So I just heard about this book. It offers the interesting but, to me at any rate non-controversial thesis, that monogamy in human sexual relationships is not "natural" in the way, say pair-bonding in many species that mate for life seems to be. By comparing human sexual behavior with that of one of the two most closely related primate species - the bonobo - the authors offer the notion that, in fact, having multiple partners over the course of a lifetime is far more in keeping with what is "natural" about us than is sexual monogamy.
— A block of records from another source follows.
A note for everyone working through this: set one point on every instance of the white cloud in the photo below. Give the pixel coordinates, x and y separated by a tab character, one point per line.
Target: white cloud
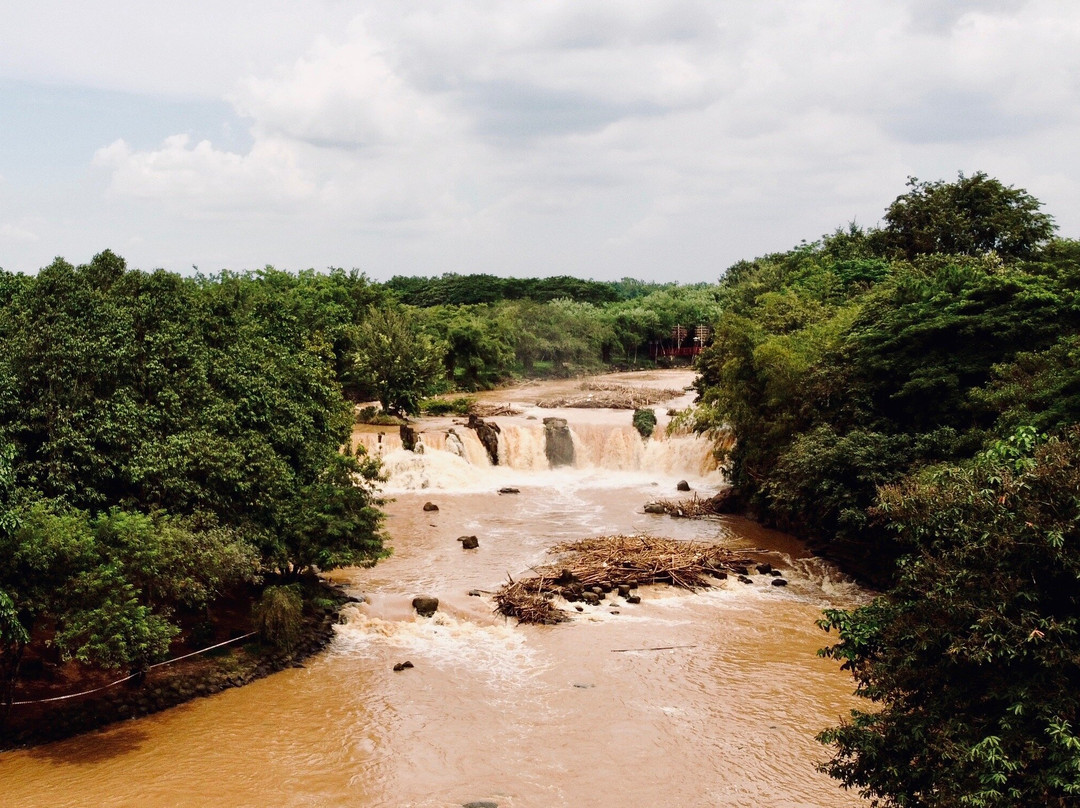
580	135
267	177
17	232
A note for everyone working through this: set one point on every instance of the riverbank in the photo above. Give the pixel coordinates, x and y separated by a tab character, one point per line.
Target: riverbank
92	699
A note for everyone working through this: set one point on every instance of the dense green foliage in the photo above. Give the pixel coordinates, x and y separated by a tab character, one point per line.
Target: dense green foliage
841	367
645	421
971	658
456	290
396	361
886	390
164	439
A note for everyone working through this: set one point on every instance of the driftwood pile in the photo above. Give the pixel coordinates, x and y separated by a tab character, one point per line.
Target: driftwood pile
610	396
489	411
591	568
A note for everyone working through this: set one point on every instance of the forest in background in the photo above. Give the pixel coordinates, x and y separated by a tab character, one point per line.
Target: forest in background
904	396
169	441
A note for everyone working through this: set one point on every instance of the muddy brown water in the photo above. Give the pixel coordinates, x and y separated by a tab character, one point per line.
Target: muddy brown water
586	712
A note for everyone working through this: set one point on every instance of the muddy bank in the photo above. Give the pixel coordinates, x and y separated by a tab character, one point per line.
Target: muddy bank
231	665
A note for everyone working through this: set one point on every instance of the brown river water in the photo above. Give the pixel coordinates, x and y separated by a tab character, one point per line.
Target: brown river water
582	713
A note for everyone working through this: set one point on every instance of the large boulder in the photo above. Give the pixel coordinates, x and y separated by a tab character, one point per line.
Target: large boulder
725	500
488	434
558	443
424	605
408	436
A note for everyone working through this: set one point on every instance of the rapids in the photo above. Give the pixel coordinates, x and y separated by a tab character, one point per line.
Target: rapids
580	713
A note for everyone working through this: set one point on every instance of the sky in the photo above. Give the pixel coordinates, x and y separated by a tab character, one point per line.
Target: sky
659	139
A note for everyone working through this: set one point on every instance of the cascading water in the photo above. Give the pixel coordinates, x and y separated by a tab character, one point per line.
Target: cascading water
525	446
698	699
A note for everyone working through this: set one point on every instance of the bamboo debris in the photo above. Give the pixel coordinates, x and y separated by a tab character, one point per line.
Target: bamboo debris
489	411
591	566
610	396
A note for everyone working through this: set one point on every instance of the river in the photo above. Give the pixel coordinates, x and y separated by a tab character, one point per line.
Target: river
581	713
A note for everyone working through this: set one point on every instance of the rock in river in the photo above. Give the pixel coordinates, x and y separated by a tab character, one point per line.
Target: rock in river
424	605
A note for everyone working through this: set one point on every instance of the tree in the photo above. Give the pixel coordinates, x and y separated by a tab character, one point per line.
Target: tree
400	363
971	216
970	660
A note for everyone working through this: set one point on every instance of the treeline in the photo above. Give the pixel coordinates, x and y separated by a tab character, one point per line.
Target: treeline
164	441
908	393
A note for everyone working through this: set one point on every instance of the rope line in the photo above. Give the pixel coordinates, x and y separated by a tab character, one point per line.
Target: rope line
127	678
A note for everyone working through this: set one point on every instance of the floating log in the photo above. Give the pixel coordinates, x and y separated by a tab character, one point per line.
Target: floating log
610	396
615	562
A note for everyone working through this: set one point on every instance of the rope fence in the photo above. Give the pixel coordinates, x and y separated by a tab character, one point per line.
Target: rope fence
138	673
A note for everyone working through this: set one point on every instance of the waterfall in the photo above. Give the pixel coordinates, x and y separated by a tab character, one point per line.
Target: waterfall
454	457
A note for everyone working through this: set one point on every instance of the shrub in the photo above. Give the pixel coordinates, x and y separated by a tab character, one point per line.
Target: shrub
460	405
279	615
645	421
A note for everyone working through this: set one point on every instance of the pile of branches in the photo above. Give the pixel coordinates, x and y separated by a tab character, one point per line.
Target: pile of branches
610	396
489	411
607	563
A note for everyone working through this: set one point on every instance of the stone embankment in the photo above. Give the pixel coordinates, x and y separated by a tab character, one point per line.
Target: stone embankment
166	686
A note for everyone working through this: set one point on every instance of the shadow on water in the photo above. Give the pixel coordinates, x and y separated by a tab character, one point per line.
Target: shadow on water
93	748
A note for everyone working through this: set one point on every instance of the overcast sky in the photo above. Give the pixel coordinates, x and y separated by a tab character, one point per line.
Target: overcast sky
661	139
In a column at psychologytoday.com, one of the coauthors of the study takes on "critic" Megan McArdle, who has written a "scathing" (and largely uninformed) review.
I have to admit I am intrigued by the thesis, and look forward to reading this book. Precisely because, at the current moment I am reading Helmut Thielicke's Evangelical Faith, and am dealing with the whole issue, as he puts it, of "address", the issue of the meaning of words, most especially "nature" and "natural", are forefront in my mind. How we understand these words, how we live them, is important for the sake of clearly understanding the question of address.
Furthermore, I am always open to the discoveries of new research. Even if I am not always in agreement with them, it seems to me that we Christians have a duty to have some kind of even rudimentary understanding of the way our understanding of our world has changed and continues to change.
So, kudos to Ryan and co-author Cacilda Jethá for their work.